Python - list comprehension in this case is efficient?

Question

The is the input "dirty" list in python

input_list = ['  \n  ','  data1\n ','   data2\n','  \n','data3\n'.....]

each list element contains either empty spaces with new line chars or data with newline chars

Cleaned it up using the below code..

cleaned_up_list = [data.strip() for data in input_list if data.strip()]

gives

  cleaned_up_list =   ['data1','data2','data3','data4'..]

Does python internally call strip() twice during the above list comprehension? or would i have to use a for loop iteration and strip() just once if i cared about efficiency?

for data in input_list
  clean_data = data.strip()
     if(clean_data):
         cleaned_up_list.append(clean_data)

Answer 1

Using your list comp strip is called twice, use a gen exp if you want to only call strip once and keep the comprehension:

input_list[:] = [x for x in (s.strip() for s in input_list) if x]

Input:

input_list = ['  \n  ','  data1\n ','   data2\n','  \n','data3\n']

Output:

 ['data1', 'data2', 'data3']

input_list[:] will change the original list which may or may not be what you want, if you actually want to create a new list just use cleaned_up_list = ... .

I always found using itertools.imap in python 2 and map in python 3 instead of the generator to be the most efficient for larger inputs:

from itertools import imap
input_list[:] = [x for x in imap(str.strip, input_list) if x]

Some timings with different approaches:

In [17]: input_list = [choice(input_list) for _ in range(1000000)]   

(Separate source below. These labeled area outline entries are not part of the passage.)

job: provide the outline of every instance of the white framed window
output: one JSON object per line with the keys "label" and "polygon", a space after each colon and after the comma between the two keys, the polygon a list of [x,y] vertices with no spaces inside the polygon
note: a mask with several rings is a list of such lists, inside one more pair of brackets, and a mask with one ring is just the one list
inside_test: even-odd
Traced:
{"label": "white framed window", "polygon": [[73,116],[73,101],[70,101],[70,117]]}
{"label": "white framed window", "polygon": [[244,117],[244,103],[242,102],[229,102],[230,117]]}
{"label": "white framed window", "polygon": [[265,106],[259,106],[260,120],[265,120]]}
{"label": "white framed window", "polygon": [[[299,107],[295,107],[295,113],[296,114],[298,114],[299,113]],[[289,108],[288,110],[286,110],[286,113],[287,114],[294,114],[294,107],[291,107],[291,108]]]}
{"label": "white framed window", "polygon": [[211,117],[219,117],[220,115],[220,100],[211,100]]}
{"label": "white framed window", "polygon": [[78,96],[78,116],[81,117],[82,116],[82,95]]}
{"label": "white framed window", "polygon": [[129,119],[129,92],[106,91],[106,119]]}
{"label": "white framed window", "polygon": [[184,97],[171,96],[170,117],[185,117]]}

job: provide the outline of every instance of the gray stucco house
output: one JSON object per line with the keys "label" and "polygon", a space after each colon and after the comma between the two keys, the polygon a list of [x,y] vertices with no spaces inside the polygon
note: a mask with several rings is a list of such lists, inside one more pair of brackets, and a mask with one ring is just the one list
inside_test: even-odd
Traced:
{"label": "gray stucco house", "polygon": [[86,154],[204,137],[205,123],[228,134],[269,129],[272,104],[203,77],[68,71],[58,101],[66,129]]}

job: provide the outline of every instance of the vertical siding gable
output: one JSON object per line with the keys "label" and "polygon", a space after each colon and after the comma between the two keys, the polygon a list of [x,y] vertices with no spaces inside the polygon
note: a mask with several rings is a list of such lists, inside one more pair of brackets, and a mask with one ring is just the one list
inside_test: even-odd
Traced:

In [19]: timeit filter(None, imap(str.strip, input_list))
10 loops, best of 3: 115 ms per loop

In [20]: timeit list(ifilter(None,imap(str.strip,input_list)))
10 loops, best of 3: 110 ms per loop

In [21]: timeit [x for x in imap(str.strip,input_list) if x]
10 loops, best of 3: 125 ms per loop

In [22]: timeit [x for x in (s.strip() for s in input_list) if x]  
10 loops, best of 3: 145 ms per loop

In [23]: timeit [data.strip() for data in input_list if data.strip()]
10 loops, best of 3: 160 ms per loop

In [24]: %%timeit                                                
   ....:     cleaned_up_list = []
   ....:     for data in input_list:
   ....:          clean_data = data.strip()
   ....:          if clean_data:
   ....:              cleaned_up_list.append(clean_data)
   ....: 

10 loops, best of 3: 150 ms per loop

In [25]: 

In [25]: %%timeit                                                    
   ....:     cleaned_up_list = []
   ....:     append = cleaned_up_list.append
   ....:     for data in input_list:
   ....:          clean_data = data.strip()
   ....:          if clean_data:
   ....:              append(clean_data)
   ....: 

10 loops, best of 3: 123 ms per loop

The fastest approach is actually itertools.ifilter combined with itertools.imap closely followed by filter with imap .

Removing the need to reevaluate the function reference list.append each iteration is more efficient, if you were stuck with a loop and wanted the most efficient approach then it is a viable alternative.